Was I blindly slashing at the real connections in my life again in my anger?

The crew moved in behind her, and April stared down at a clipboard in her hand. "We'll start in the parlor where the big tree is, if that's all right." She looked up at me from beneath her dark lashes, shy around me now. Tentative.

Every cell in my body screamed at me when she looked at me that way. I wanted to simultaneously comfort her and fall on her, pounding her into the wall with my cock until she screamed my name. Instead, I nodded. "Sure."

I stood by as April directed the crew, and I ended up following them around the house as they filmed, wishing April would stop and talk to me, wishing I hadn't been so aggressively short via text the night before. As she directed shots, answering questions from the two guys with cameras, April barely looked at me, and she didn't speak to me at all.
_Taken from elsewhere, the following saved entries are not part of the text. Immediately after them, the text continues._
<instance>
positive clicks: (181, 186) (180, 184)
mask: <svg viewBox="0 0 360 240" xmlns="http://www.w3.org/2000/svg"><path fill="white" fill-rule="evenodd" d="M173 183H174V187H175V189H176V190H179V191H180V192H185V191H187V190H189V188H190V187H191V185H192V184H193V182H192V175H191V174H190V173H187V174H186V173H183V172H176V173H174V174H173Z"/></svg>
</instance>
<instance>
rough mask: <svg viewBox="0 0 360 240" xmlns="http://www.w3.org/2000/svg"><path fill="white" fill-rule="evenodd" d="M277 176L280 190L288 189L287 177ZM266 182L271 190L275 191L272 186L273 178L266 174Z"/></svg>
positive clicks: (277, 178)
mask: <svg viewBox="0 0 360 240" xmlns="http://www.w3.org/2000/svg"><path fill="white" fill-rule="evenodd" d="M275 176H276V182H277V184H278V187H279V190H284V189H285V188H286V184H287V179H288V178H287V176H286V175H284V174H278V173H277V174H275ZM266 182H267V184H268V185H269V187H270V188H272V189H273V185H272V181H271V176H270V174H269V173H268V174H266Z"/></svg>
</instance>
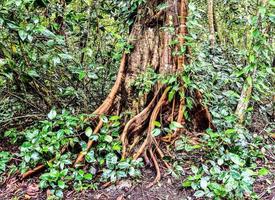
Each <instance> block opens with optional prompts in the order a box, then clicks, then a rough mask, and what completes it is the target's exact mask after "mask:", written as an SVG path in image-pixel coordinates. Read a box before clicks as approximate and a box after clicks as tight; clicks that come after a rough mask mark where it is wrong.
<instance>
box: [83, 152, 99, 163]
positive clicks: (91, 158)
mask: <svg viewBox="0 0 275 200" xmlns="http://www.w3.org/2000/svg"><path fill="white" fill-rule="evenodd" d="M85 160H86V161H87V162H88V163H93V162H95V161H96V159H95V153H94V151H93V150H90V151H89V152H88V153H87V154H86V155H85Z"/></svg>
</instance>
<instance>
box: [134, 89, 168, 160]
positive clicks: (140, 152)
mask: <svg viewBox="0 0 275 200" xmlns="http://www.w3.org/2000/svg"><path fill="white" fill-rule="evenodd" d="M169 90H170V87H167V88H166V89H165V90H164V92H163V94H162V96H161V98H160V100H159V101H158V103H157V105H156V107H155V108H154V110H153V112H152V115H151V118H150V122H149V127H148V131H147V136H146V138H145V140H144V142H143V143H142V145H141V146H140V148H139V150H138V151H137V152H136V153H135V154H134V156H133V159H134V160H136V159H138V158H139V157H140V155H141V154H142V153H143V152H144V151H145V149H146V148H147V146H148V145H151V143H152V131H153V129H154V128H155V125H154V122H155V121H156V119H157V117H158V114H159V111H160V109H161V107H162V106H163V105H164V104H165V103H166V101H165V100H166V97H167V93H168V91H169Z"/></svg>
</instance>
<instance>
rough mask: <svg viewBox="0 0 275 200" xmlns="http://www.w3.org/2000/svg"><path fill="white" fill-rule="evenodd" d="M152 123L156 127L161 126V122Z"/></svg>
mask: <svg viewBox="0 0 275 200" xmlns="http://www.w3.org/2000/svg"><path fill="white" fill-rule="evenodd" d="M153 124H154V126H156V127H161V123H160V122H158V121H154V122H153Z"/></svg>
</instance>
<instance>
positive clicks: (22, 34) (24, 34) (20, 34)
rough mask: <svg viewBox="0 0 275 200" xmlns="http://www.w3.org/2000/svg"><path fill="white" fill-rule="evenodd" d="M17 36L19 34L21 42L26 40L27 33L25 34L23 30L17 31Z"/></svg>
mask: <svg viewBox="0 0 275 200" xmlns="http://www.w3.org/2000/svg"><path fill="white" fill-rule="evenodd" d="M18 34H19V37H20V38H21V40H23V41H24V40H25V39H26V38H27V36H28V33H27V32H25V31H24V30H19V31H18Z"/></svg>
She didn't ask me to be on camera. She didn't mention the new contract. She was professional, efficient, and so beautiful it made my bones ache beneath my skin with the want of touching her.

As they got close to the end, the cameramen trudging out into the light snow covering the lawn out back to shoot some of the yard and the river, I caught her wrist in my hand. "Hey," I said, realizing that when she left my house today it might be the last time I ever saw her if I didn't figure out a way to make things right.

April stared at the place where my fingers circled her arm, and then her eyes slid up to mine, lingering there for a long moment. "Please let me go," she said. And I sensed that she meant more than that I should release her hand.

"April," I said, still holding on. "We need to talk."